Arkansas Gov. Asa Hutchinson (R), who is up for re-election in November, has been a proponent of the Medicaid work requirements. His Democratic opponent, Jared Henderson, opposes the Medicaid work requirements, saying on Facebook, “At best, this is stunningly poor policy. At worst, it’s an intentional effort to deprive some of our neediest people of health insurance.”
Arkansas is the only state to lock people out of coverage for noncompliance for up to nine months. In Indiana and New Hampshire, those who lose coverage for failing to comply can have it restored immediately upon coming into compliance.
The policy has not yet been implemented anywhere but Arkansas, and while the Trump administration has approved four states’ requests, Medicaid work requirements are facing legal challenges.

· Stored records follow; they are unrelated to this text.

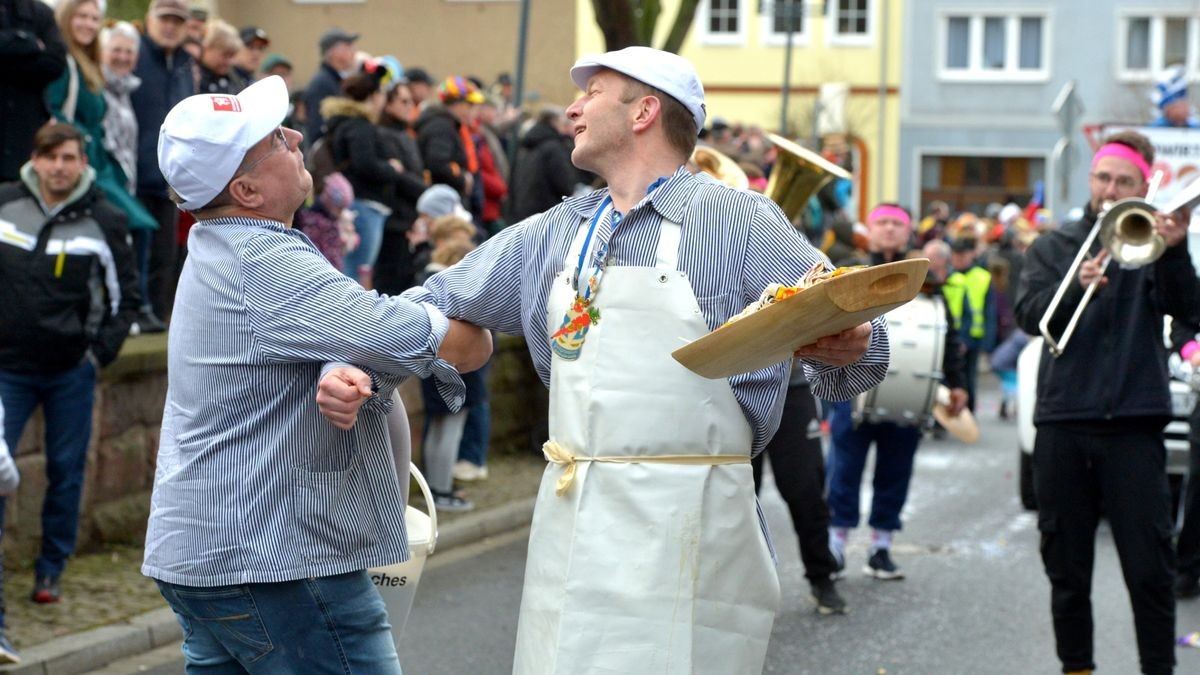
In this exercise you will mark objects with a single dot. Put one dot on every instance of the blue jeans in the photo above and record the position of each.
(894, 449)
(369, 223)
(325, 625)
(66, 400)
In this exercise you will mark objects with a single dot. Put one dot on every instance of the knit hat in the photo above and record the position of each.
(337, 193)
(456, 88)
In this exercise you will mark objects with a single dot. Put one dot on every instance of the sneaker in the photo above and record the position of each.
(46, 590)
(469, 471)
(147, 322)
(451, 502)
(7, 652)
(827, 598)
(1187, 585)
(880, 566)
(839, 557)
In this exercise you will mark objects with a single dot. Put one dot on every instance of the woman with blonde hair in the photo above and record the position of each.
(77, 97)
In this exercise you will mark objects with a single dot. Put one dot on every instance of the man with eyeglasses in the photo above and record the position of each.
(265, 515)
(1101, 412)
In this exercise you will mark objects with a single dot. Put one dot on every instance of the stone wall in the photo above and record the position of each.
(126, 422)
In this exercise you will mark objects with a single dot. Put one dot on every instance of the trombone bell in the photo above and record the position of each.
(797, 175)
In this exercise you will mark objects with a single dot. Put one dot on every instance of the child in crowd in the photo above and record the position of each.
(329, 222)
(451, 240)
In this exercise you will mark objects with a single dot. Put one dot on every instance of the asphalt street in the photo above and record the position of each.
(975, 598)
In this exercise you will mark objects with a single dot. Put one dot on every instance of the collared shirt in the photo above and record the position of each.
(252, 484)
(733, 244)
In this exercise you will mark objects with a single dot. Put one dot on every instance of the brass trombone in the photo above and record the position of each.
(1126, 230)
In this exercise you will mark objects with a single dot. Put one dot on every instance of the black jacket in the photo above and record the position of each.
(31, 57)
(544, 172)
(442, 149)
(324, 84)
(70, 280)
(1114, 368)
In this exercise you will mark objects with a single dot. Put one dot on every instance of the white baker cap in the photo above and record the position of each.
(205, 137)
(670, 73)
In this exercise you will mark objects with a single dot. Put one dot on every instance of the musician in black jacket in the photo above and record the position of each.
(1101, 411)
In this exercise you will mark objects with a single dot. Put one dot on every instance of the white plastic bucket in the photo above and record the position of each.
(397, 583)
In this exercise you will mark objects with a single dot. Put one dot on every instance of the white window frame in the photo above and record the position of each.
(767, 35)
(1157, 37)
(706, 36)
(834, 39)
(975, 70)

A federal judge in Washington, D.C., blocked a similar work requirement in Kentucky from taking effect in July. Lawyers at the National Health Law Program, Legal Aid of Arkansas, and the Southern Poverty Law Center have filed a suit in the same court to stop Arkansas’ requirement, arguing the Trump administration exceeded its authority when it approved the measure.
Not only will this policy affect the thousands of recipients who have lost coverage, but that drop in the state’s insured rate will have an effect on the state’s hospitals, the economy, and public health, Tritt said.
“The ER is not the place for routine care. We want to do in our emergency departments what should be done and when Arkansans have coverage options then they are being seen in the right place at the right time with the appropriate health care provider, and that is what makes everyone healthier,” Tritt said. “Even if those 4,500 patients [who lost coverage] don’t come to the ER they could be putting off much needed care and in turn, when they do receive care, it costs them and the system more. They are not able to maintain health.”